Durcissement juridique et budgétaire
Même angoisse du côté de Forum réfugiés. Directeur général de l’association, Sylvain Wozniak anticipe surtout une remise en cause des droits fondamentaux. « On peut craindre que les partis d'extrême droite qui associent l’immigration à l’insécurité souhaitent prendre des mesures limitant le droit de demander l’asile ou plus largement les droits des demandeurs d’asile et ceux des étrangers. Cela créerait une catégorie particulière de personnes aux droits réduits et aux obligations augmentées. En somme, une catégorie de seconde zone. »
Des appréhensions renforcées par un secteur déjà confronté au durcissement du cadre légal à la suite de la promulgation en janvier dernier de la loi « immigration, intégration, asile ». Bien installées dans le champ social, les tensions budgétaires aggravent le phénomène et donnent le sentiment d’aller droit dans le mur. « Nous n’avons pas été revalorisés au regard de l’inflation. Les budgets restent donc extrêmement tendus. Et il en est de même pour les trésoreries », détaille Florian Guyot.
Accroissement du clivage idéologique
Au sein des associations, les conséquences potentielles de la mise en œuvre de ce programme sont déjà anticipées : baisse de moyens, changement des règles de fonctionnement et transformation de lieux d’accueil en lieux d’enfermement et de contrôle. « Sans changer la Constitution, de nombreux biais de contournements législatifs et règlementaires permettent déjà d’attenter aux droits des personnes étrangères », alerte Fanélie Carrey-Conte, secrétaire générale de La Cimade. « Une vingtaine de lois se sont succédé sur les questions migratoires ces quarante dernières années. La dynamique de durcissement est autant valable en France qu’en Europe. »

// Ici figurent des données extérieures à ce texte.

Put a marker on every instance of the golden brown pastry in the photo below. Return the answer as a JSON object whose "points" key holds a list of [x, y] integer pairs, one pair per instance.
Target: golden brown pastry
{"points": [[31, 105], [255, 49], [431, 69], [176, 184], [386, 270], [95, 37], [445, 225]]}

Jean-Philippe Turpin, directeur d’un centre d’accueil pour demandeurs d’asile (Cada) géré par La Cimade à Béziers (Hérault), abonde : « On se doute bien que des changements concrets de notre travail adviendront si le RN gouverne. D’autant plus que les jalons sont posés. » Il poursuit : « Nous ressentons déjà un glissement. Des personnes étrangères ont vu leur renouvellement de titre de séjour refusé pour des motifs de troubles à l’ordre public. Et ce, parce qu’ils ont volé à manger il y a quelques années, alors qu’ils étaient sans papiers. Les placements en rétention sont aussi beaucoup plus fréquents lors des sorties de prison. Cela devient une norme qui concerne même des individus sans nationalité. »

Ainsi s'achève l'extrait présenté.